如何使用python正则表达式计算单词后跟特殊字符的单词的出现次数

Question

I want to count the number of occurrences of the word 'people' in a text using python. For that I use Counter and Python's regular expression:

    for j in range(len(paragraphs)):
        text = paragraphs[j].text
        count[j] = Counter(re.findall(r'\bpeople\b' ,text))

Yet, here my code does not take into account of the occurrences of people. people! people? How can I modify it to also count the cases when the word is followed by a specific character?

Thank you for you help,

Answer 1

You can use an optional character-group in your regex:

r'\bpeople[.,!?]?\b'

The ? specifies it can occure 0 or 1 times - the [] specifies what characters are allowed. There is no need to escape the . (or fe ()*+? ) inside [] although they have special meaning for regex. If you wanted to use a - inside [] you would need to escape it as it is used to denote ranges in sets [1-5] == 12345 .
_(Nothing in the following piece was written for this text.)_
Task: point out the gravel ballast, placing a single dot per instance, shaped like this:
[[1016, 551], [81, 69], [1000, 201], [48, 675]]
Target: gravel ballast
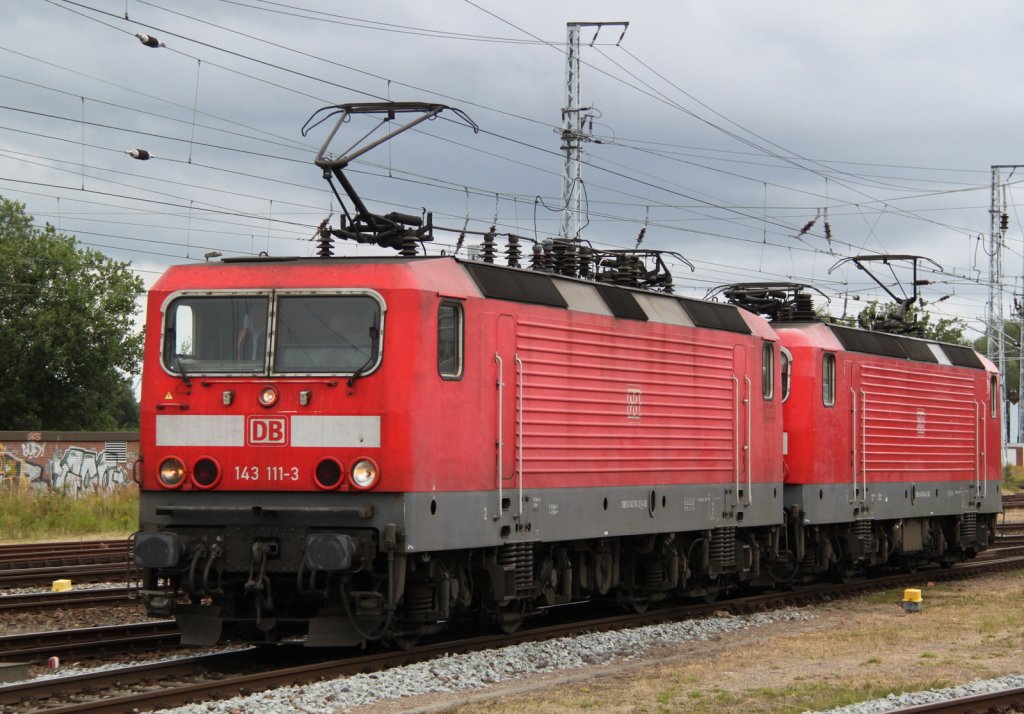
[[913, 699], [457, 673]]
See: https://docs.python.org/3/library/re.html#regular-expression-syntax

[] Used to indicate a set of characters. In a set:

Characters can be listed individually, eg [amk] will match 'a', 'm', or 'k'. Ranges of characters can be indicated by giving two characters and separating them by a '-', for example [az] will match any lowercase ASCII letter, [0-5][0-9] will match all the two-digits numbers from 00 to 59, and [0-9A-Fa-f] will match any hexadecimal digit. [...]

Answer 2

people[?.!]

This will allow you to only match with people? people. and/or people!
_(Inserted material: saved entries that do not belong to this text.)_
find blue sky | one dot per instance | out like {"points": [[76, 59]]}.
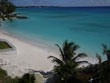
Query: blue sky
{"points": [[61, 2]]}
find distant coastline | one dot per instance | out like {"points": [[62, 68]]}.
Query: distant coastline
{"points": [[63, 7], [38, 6]]}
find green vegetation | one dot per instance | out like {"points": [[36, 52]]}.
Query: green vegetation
{"points": [[4, 45], [6, 10], [66, 67]]}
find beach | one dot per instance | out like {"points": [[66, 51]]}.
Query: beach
{"points": [[28, 57]]}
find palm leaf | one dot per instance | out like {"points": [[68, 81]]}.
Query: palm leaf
{"points": [[104, 49], [55, 59], [81, 55], [62, 53], [82, 62], [99, 58]]}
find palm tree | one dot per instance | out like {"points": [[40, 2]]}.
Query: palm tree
{"points": [[106, 51], [66, 66], [6, 9]]}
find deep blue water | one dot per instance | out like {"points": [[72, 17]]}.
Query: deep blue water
{"points": [[87, 27]]}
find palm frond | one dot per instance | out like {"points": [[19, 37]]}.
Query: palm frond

So if you add a few more Counter(re.finall( you will be able to do something like this

#This will only match people
count[j] = Counter(re.findall(r'people\s' ,text))
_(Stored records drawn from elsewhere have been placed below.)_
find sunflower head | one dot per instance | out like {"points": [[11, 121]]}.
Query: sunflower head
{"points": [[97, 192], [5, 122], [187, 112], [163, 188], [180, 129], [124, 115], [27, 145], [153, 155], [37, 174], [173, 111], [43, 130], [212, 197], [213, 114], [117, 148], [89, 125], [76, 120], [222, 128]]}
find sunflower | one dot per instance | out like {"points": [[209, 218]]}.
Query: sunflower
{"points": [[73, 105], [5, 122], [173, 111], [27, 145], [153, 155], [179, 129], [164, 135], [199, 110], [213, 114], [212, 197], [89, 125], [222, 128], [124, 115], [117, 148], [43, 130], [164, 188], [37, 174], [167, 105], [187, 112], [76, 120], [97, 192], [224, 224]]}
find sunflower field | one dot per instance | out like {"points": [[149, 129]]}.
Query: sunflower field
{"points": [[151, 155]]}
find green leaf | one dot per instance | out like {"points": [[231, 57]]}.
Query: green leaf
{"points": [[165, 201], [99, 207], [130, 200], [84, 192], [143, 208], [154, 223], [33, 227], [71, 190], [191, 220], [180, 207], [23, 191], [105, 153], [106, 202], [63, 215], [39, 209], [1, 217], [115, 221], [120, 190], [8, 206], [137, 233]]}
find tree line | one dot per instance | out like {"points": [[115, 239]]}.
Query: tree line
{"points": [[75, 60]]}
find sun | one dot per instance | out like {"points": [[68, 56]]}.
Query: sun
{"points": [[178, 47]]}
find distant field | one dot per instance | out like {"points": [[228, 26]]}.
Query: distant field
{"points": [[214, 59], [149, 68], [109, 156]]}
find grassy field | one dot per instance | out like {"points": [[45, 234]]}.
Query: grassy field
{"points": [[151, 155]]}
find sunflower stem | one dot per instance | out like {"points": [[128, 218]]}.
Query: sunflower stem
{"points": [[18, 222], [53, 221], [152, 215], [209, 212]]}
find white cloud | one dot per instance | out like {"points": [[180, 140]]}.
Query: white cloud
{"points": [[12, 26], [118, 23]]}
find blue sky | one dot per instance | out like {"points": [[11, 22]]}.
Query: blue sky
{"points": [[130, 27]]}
#This will only match people?
count[j] = Counter(re.findall(r'people\?' ,text))

#This will only match people.
count[j] = Counter(re.findall(r'people\.' ,text))

#This will only match people!
count[j] = Counter(re.findall(r'people\!' ,text))

You need to use the \\ to escape the special characters

Also this is a good resource when you are experimenting with python regular expressions: https://pythex.org/ The site also has a regular expression cheat sheet

Answer 3

You can use a modifier statement at the end of the 'people' part of your Regex pattern. Try the following:

for j in range(len(paragraphs)):
    text = paragraphs[j].text
    count[j] = Counter(re.findall('r\bpeople[.?!]?\b', text)

The ? is for zero or more quantifier. The above pattern seems to work on regex101.com but I haven't tried in out in a Python shell yet.

Answer 4

Does it have to use regex? Why not just:

len(text.split("people"))-1